Canadian-based Hydrogenics (NASDAQ: HYGS) reported revenue of USD 8.7 million for the fourth quarter of last year and a net loss of USD 0.20 per share. This means revenue in all of 2016 was at USD 29 million, at a net loss of USD 9.9 million. Conversely, the number of order bookings has skyrocketed and backlog totaled USD 106.6 million, of which around USD 38 million are said to be recognized as revenue in the current fiscal year – at a steadily increasing profit margin of above 20 percent.

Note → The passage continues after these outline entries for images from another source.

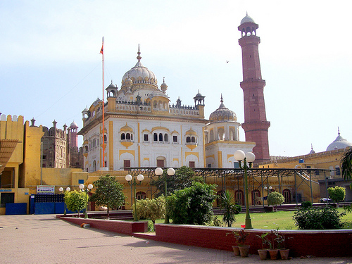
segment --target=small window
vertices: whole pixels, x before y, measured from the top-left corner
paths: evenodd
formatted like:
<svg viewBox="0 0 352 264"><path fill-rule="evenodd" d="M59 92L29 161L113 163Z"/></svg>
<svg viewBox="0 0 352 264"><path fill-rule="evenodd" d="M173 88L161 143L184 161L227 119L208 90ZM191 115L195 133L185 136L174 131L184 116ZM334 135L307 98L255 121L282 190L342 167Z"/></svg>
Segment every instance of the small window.
<svg viewBox="0 0 352 264"><path fill-rule="evenodd" d="M124 160L123 161L123 168L126 169L127 168L131 168L131 161Z"/></svg>

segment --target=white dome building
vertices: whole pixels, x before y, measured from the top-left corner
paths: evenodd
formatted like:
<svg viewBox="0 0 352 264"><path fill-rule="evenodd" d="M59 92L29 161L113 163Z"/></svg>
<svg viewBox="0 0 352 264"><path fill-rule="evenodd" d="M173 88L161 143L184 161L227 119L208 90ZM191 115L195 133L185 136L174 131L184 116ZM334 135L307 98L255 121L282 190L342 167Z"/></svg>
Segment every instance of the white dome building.
<svg viewBox="0 0 352 264"><path fill-rule="evenodd" d="M346 149L348 146L352 146L352 143L348 142L340 135L340 130L338 130L338 136L329 146L327 146L327 151L333 151L334 149Z"/></svg>
<svg viewBox="0 0 352 264"><path fill-rule="evenodd" d="M226 108L221 95L220 105L209 117L210 122L204 131L206 163L208 168L234 168L238 166L234 153L241 149L252 151L255 142L239 141L239 127L236 113Z"/></svg>

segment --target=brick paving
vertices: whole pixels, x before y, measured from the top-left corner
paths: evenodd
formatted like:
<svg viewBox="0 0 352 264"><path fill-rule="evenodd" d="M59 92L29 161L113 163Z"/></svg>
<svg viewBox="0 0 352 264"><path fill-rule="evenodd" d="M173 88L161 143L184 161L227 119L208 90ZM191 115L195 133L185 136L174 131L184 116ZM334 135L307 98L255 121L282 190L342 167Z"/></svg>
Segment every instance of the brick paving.
<svg viewBox="0 0 352 264"><path fill-rule="evenodd" d="M0 215L0 227L1 264L352 263L352 258L295 258L288 260L260 260L258 255L241 258L230 251L84 229L56 219L54 215Z"/></svg>

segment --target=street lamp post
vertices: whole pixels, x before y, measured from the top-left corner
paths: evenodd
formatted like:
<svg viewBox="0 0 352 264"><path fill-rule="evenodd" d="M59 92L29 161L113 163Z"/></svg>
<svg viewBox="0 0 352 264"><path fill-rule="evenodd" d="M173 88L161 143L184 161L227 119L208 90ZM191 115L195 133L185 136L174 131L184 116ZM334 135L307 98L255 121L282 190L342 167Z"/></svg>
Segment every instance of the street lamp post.
<svg viewBox="0 0 352 264"><path fill-rule="evenodd" d="M58 188L58 190L60 191L60 192L62 194L63 191L63 187L60 187ZM66 201L65 201L65 193L66 191L70 191L71 190L71 188L70 187L67 187L66 189L65 190L65 192L63 193L63 215L66 215Z"/></svg>
<svg viewBox="0 0 352 264"><path fill-rule="evenodd" d="M128 184L131 186L134 186L134 210L133 212L133 220L138 221L138 218L137 216L137 197L136 197L136 188L137 185L140 185L142 184L142 181L144 179L144 176L142 174L139 175L137 177L137 180L139 181L139 183L136 182L136 178L134 178L130 174L127 174L125 179L127 181ZM133 179L133 182L132 182ZM131 202L133 203L132 197L131 197Z"/></svg>
<svg viewBox="0 0 352 264"><path fill-rule="evenodd" d="M175 169L172 168L170 168L168 169L168 175L169 176L172 176L175 175ZM155 170L155 174L161 177L161 176L163 175L163 169L161 168L157 168ZM169 216L168 215L168 203L167 203L167 197L168 197L168 179L166 178L166 176L164 177L164 194L165 194L165 221L164 222L165 224L168 224L170 222L169 221Z"/></svg>
<svg viewBox="0 0 352 264"><path fill-rule="evenodd" d="M241 150L234 151L234 158L239 162L239 168L244 170L244 193L246 196L246 229L252 229L252 222L249 215L249 201L248 198L248 177L247 170L252 168L252 163L256 160L256 155L253 152L247 152L246 154ZM243 161L243 165L241 161ZM247 165L248 162L248 165Z"/></svg>
<svg viewBox="0 0 352 264"><path fill-rule="evenodd" d="M86 193L86 202L85 202L85 212L84 212L84 219L88 218L88 214L87 213L87 193L88 191L90 191L91 189L93 189L93 184L88 184L88 186L86 187L84 184L80 184L80 189L81 189L82 191L84 191Z"/></svg>
<svg viewBox="0 0 352 264"><path fill-rule="evenodd" d="M265 189L265 191L268 191L268 195L269 195L269 193L270 193L270 192L271 191L271 190L272 189L272 187L269 186L269 189L268 189L266 186L265 186L265 187L264 187L264 189ZM268 203L268 196L266 196L266 199L267 199L267 203ZM264 201L263 201L263 202L264 202ZM269 206L269 203L268 203L268 206Z"/></svg>

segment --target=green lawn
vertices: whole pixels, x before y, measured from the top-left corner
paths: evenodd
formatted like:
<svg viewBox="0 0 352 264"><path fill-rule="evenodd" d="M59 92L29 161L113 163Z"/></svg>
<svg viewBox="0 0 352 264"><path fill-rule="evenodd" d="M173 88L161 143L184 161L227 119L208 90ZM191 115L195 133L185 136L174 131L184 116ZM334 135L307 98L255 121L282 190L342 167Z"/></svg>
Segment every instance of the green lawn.
<svg viewBox="0 0 352 264"><path fill-rule="evenodd" d="M343 208L339 208L339 212L342 213ZM294 225L292 220L294 211L279 211L272 213L251 213L251 219L253 228L265 230L298 230ZM222 215L218 215L220 220L222 220ZM236 215L236 222L232 225L233 227L241 227L244 225L246 213L240 213ZM352 213L347 213L347 215L342 218L342 221L346 222L344 228L352 228ZM172 221L171 221L172 222ZM163 219L156 221L156 223L164 222Z"/></svg>

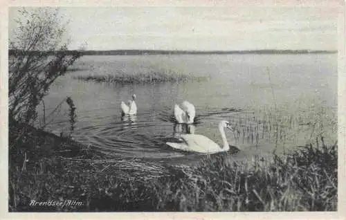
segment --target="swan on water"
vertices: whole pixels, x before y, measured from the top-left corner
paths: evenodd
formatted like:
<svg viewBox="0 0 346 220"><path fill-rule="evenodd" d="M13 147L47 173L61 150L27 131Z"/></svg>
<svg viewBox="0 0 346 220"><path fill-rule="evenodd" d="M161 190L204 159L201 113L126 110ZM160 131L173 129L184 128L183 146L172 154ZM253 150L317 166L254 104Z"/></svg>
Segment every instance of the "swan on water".
<svg viewBox="0 0 346 220"><path fill-rule="evenodd" d="M186 114L185 111L183 111L176 104L174 105L174 113L178 123L182 124L186 122Z"/></svg>
<svg viewBox="0 0 346 220"><path fill-rule="evenodd" d="M137 113L137 105L136 104L136 95L132 95L132 100L129 100L126 104L124 102L121 102L121 113L122 115L136 115Z"/></svg>
<svg viewBox="0 0 346 220"><path fill-rule="evenodd" d="M222 147L203 135L190 134L181 134L179 136L179 142L178 143L167 142L166 144L175 149L199 153L210 154L226 152L230 149L230 146L226 137L226 128L233 129L228 121L221 120L219 123L219 130L222 138Z"/></svg>
<svg viewBox="0 0 346 220"><path fill-rule="evenodd" d="M194 116L196 116L194 106L188 101L184 101L181 103L181 107L186 113L186 123L192 124L194 122Z"/></svg>
<svg viewBox="0 0 346 220"><path fill-rule="evenodd" d="M174 104L173 111L176 120L180 124L192 124L196 115L194 105L188 101L184 101L181 107L182 108L177 104Z"/></svg>

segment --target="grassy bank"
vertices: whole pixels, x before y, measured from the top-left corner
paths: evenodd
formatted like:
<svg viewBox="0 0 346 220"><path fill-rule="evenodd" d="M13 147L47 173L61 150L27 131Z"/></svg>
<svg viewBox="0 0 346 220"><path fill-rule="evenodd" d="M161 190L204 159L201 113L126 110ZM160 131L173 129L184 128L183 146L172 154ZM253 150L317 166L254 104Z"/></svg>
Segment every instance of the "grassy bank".
<svg viewBox="0 0 346 220"><path fill-rule="evenodd" d="M192 74L173 73L170 71L150 71L129 75L122 72L108 75L78 75L75 79L96 82L118 84L146 84L161 82L181 82L190 80L207 80L208 77L195 76Z"/></svg>
<svg viewBox="0 0 346 220"><path fill-rule="evenodd" d="M271 161L228 154L197 167L108 158L69 138L10 127L9 211L335 211L337 145ZM20 138L19 137L21 137ZM71 200L73 206L30 205Z"/></svg>

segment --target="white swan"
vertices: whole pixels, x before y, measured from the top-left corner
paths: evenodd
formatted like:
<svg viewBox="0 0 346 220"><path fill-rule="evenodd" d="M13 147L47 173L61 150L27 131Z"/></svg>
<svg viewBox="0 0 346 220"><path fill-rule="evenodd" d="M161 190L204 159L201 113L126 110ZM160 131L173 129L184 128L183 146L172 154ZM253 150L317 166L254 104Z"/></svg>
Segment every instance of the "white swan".
<svg viewBox="0 0 346 220"><path fill-rule="evenodd" d="M181 103L181 107L186 113L186 123L192 124L194 122L194 116L196 116L194 106L185 100Z"/></svg>
<svg viewBox="0 0 346 220"><path fill-rule="evenodd" d="M135 100L136 95L132 95L132 100L129 100L128 102L128 104L127 105L124 102L121 102L120 107L121 107L121 113L122 115L136 115L137 113L137 105L136 104Z"/></svg>
<svg viewBox="0 0 346 220"><path fill-rule="evenodd" d="M184 101L181 103L181 109L177 104L174 104L173 111L176 120L179 124L192 124L196 115L194 105L188 101Z"/></svg>
<svg viewBox="0 0 346 220"><path fill-rule="evenodd" d="M174 104L174 117L178 123L182 124L186 122L186 115L178 104Z"/></svg>
<svg viewBox="0 0 346 220"><path fill-rule="evenodd" d="M167 142L166 144L173 148L189 152L209 154L226 152L230 149L230 146L226 137L225 128L232 129L228 121L221 120L219 123L219 130L222 138L222 147L203 135L190 134L181 134L179 136L179 143Z"/></svg>

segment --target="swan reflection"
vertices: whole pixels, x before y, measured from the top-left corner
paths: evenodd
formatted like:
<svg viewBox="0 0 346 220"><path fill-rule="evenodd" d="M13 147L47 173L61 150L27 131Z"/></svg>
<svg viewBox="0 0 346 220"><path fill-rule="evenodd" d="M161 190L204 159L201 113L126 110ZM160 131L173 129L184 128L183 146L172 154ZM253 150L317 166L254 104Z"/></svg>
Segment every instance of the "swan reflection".
<svg viewBox="0 0 346 220"><path fill-rule="evenodd" d="M124 115L121 116L121 121L122 122L122 129L127 129L129 128L136 129L137 128L137 119L136 115Z"/></svg>

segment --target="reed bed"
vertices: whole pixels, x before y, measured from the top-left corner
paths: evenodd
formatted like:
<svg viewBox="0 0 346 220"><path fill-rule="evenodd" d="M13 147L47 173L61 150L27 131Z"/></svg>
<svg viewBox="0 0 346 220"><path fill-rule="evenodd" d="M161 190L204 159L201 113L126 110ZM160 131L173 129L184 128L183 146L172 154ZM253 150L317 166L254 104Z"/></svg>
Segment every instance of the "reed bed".
<svg viewBox="0 0 346 220"><path fill-rule="evenodd" d="M229 117L237 143L257 145L261 139L269 140L276 146L286 143L299 143L300 138L315 141L319 136L336 140L337 116L330 109L320 107L311 111L292 111L281 107L240 111Z"/></svg>
<svg viewBox="0 0 346 220"><path fill-rule="evenodd" d="M184 82L188 81L203 81L209 79L207 76L195 76L190 74L175 73L172 71L146 71L128 74L117 71L114 74L78 75L74 79L96 82L116 84L154 84L162 82Z"/></svg>

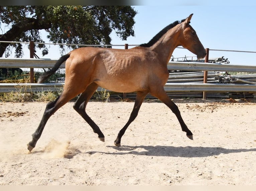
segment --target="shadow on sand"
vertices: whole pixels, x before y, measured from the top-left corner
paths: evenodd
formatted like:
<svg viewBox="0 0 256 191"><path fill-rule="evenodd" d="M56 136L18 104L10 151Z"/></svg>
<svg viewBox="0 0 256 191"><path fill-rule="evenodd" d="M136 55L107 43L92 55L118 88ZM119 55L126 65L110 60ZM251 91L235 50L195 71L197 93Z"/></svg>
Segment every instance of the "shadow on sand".
<svg viewBox="0 0 256 191"><path fill-rule="evenodd" d="M92 154L97 153L109 154L122 155L132 154L152 156L171 156L183 157L200 157L219 155L221 154L229 154L245 152L256 151L256 148L246 149L227 149L221 147L204 147L187 146L174 147L172 146L124 145L120 147L107 146L120 152L104 152L90 151Z"/></svg>

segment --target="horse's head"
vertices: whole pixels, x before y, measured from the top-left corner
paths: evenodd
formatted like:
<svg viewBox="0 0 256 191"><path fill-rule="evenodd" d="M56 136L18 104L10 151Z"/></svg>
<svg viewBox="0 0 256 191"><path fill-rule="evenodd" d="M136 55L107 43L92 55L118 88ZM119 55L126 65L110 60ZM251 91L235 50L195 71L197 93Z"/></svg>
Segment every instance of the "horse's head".
<svg viewBox="0 0 256 191"><path fill-rule="evenodd" d="M203 58L206 55L206 52L199 40L197 33L189 24L193 14L191 14L182 22L183 36L181 38L180 45L197 56L198 59Z"/></svg>

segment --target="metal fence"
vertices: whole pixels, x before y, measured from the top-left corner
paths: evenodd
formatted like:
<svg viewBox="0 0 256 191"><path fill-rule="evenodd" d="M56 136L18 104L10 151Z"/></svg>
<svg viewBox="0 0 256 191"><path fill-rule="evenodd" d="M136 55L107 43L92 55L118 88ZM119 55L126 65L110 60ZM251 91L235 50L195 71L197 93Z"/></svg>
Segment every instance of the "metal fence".
<svg viewBox="0 0 256 191"><path fill-rule="evenodd" d="M0 42L5 42L0 41ZM30 58L34 58L36 56L34 52L34 44L40 44L39 43L34 43L32 41L27 42L5 42L11 43L30 43ZM55 44L48 43L49 44L74 45L67 44ZM97 45L75 45L80 46L95 46ZM122 46L121 45L99 45L104 47L108 46ZM136 45L129 45L130 46L136 46ZM125 49L128 48L128 45L124 45ZM178 47L177 48L184 48ZM227 97L227 93L229 92L241 93L244 95L248 93L255 94L256 93L256 84L255 83L246 83L246 80L240 80L240 82L243 81L243 84L230 83L234 82L231 81L229 84L222 84L220 83L214 83L215 81L213 78L210 79L207 78L208 71L219 71L224 72L238 72L256 73L256 66L246 66L245 65L233 65L230 64L223 63L208 63L209 52L211 51L232 51L256 53L255 52L240 51L229 51L225 50L214 50L206 49L208 52L206 57L206 63L186 62L170 62L167 65L169 71L204 71L203 80L194 83L179 82L176 83L176 81L168 80L164 86L164 89L170 97L202 97L203 92L207 92L207 97ZM36 56L37 57L37 56ZM17 83L0 83L0 93L8 93L11 91L17 91L22 92L34 92L43 91L58 91L61 90L64 85L63 83L54 83L44 84L35 84L33 83L34 68L51 68L55 64L56 60L47 59L30 58L24 59L22 58L0 58L0 69L1 68L22 68L30 69L30 83L26 84ZM65 64L62 64L60 68L65 68ZM173 76L172 77L173 78ZM176 77L174 77L176 78ZM210 81L211 80L211 81ZM194 81L193 80L193 81ZM206 82L207 83L206 83ZM99 88L98 91L100 91L102 89ZM107 90L107 91L108 91ZM135 96L134 93L127 94L127 96ZM222 94L225 93L225 94ZM120 95L120 93L113 93L112 94ZM227 94L228 95L228 94ZM150 97L150 95L147 97ZM204 96L204 97L205 97Z"/></svg>
<svg viewBox="0 0 256 191"><path fill-rule="evenodd" d="M50 59L0 58L0 68L50 68L56 60ZM65 68L63 63L61 68ZM229 72L256 73L256 66L233 65L230 64L214 64L193 62L171 62L168 63L169 70L183 71L215 71ZM11 91L34 92L43 91L58 91L63 88L64 83L44 84L4 84L0 83L0 93L7 93ZM243 92L256 93L256 85L249 84L221 84L220 83L203 84L189 83L170 83L167 82L164 86L167 93L207 92ZM99 91L102 89L98 89ZM177 96L182 96L177 94ZM193 94L191 94L193 96ZM194 96L195 96L194 94ZM200 94L199 96L202 96ZM216 96L218 96L217 94ZM132 96L131 95L131 96ZM208 97L210 96L209 95Z"/></svg>

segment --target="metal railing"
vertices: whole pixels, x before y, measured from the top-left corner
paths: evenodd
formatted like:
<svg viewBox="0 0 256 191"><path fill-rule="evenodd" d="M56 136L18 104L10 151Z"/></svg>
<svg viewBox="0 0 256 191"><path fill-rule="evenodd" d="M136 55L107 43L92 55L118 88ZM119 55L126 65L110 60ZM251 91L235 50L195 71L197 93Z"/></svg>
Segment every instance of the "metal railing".
<svg viewBox="0 0 256 191"><path fill-rule="evenodd" d="M0 41L0 42L5 42ZM39 43L24 42L5 42L11 43L30 43L30 46L33 48L34 44ZM47 44L54 45L77 45L80 46L103 47L109 46L124 46L125 49L127 49L128 45L69 45L55 43L47 43ZM130 46L136 46L137 45L129 45ZM183 49L178 47L177 48ZM207 55L209 57L209 50L216 51L226 51L256 53L255 52L242 51L239 51L225 50L221 50L209 49L208 50ZM208 49L208 50L207 50ZM33 48L31 49L30 57L33 58L34 55ZM208 57L207 57L208 58ZM168 63L167 68L169 70L182 70L184 71L203 71L205 72L204 84L195 83L167 83L164 86L167 92L256 92L256 85L255 84L210 84L206 83L207 81L207 71L217 71L220 72L240 72L256 73L256 66L246 66L245 65L233 65L230 64L214 64L208 63L208 59L206 57L206 63L185 62L170 62ZM47 59L30 58L0 58L0 69L1 68L25 68L30 69L30 82L33 82L33 69L34 68L51 68L55 64L56 60ZM62 64L60 68L65 68L65 63ZM34 84L33 83L27 84L1 84L0 83L0 93L7 93L10 92L21 91L22 92L35 92L42 91L58 91L63 88L63 83L45 83ZM101 88L98 89L100 91Z"/></svg>
<svg viewBox="0 0 256 191"><path fill-rule="evenodd" d="M56 60L50 59L0 58L1 68L50 68ZM65 68L63 63L61 68ZM171 62L168 63L169 70L189 71L218 71L256 73L256 66L232 65L191 62ZM0 93L12 91L34 92L46 91L57 91L63 88L63 83L1 84ZM101 89L101 88L100 88ZM166 83L166 92L256 92L256 85L193 83ZM100 89L99 89L99 90Z"/></svg>

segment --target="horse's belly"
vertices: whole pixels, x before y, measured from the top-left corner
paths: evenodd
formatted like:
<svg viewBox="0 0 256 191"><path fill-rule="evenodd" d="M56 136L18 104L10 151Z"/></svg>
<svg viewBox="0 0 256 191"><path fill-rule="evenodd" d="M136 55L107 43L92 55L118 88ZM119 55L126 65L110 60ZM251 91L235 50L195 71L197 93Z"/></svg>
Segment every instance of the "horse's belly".
<svg viewBox="0 0 256 191"><path fill-rule="evenodd" d="M116 82L115 81L97 82L99 86L108 90L115 92L134 92L138 91L145 91L143 86L138 82Z"/></svg>

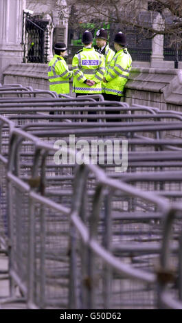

These figures need to be seen in conjunction with expectations for Hydrogenics to become a future technological force to be reckoned with, as several projects promise very high growth rates, some of them in China and Europe (introduction of hydrogen-powered trains in collaboration with Alstom) and, consequently, the jump to profitability. I evaluate the company mainly based on the technologies it has to offer (electrolyzers, H2 filling stations, fuel cell components for trucks, rolling stock, buses) and its know-how and rate Hydrogenics in the expectation that sooner or later, it will be bought up by some other company because of its technical expertise (intellectual property). Hydrogenics operates on the fuel cell markets that promise the highest growth rates in the industry and should be viewed as a small cap value on the stock exchange. That China is a driving force in this field is also felt at Hydrogenics, as the company has already garnered bookings for retrofitting about 2,000 vehicles (trucks and buses). Additionally, the first power-to-gas plant based on renewable energy has been inaugurated in California. Hydrogenics should be viewed as a “technology player” and a target for acquisition.

Risk warning

Investors must understand that buying and selling shares is done at their own risk. Consider spreading the risk as a sensible precaution. The fuel cell companies mentioned in this article are small and mid-cap ones, i.e., they do not represent stakes in big companies and the volatility is significantly higher. This article is not to be taken as a recommendation of what shares to buy or sell – it comes without any explicit or implicit guarantee or warranty. All information is based on publicly available sources and the assessments put forth in this article represent exclusively the author’s own opinion. This article focuses on mid-term and long-term perspectives and not short-term profit. The author may own shares in any of the companies mentioned in this article.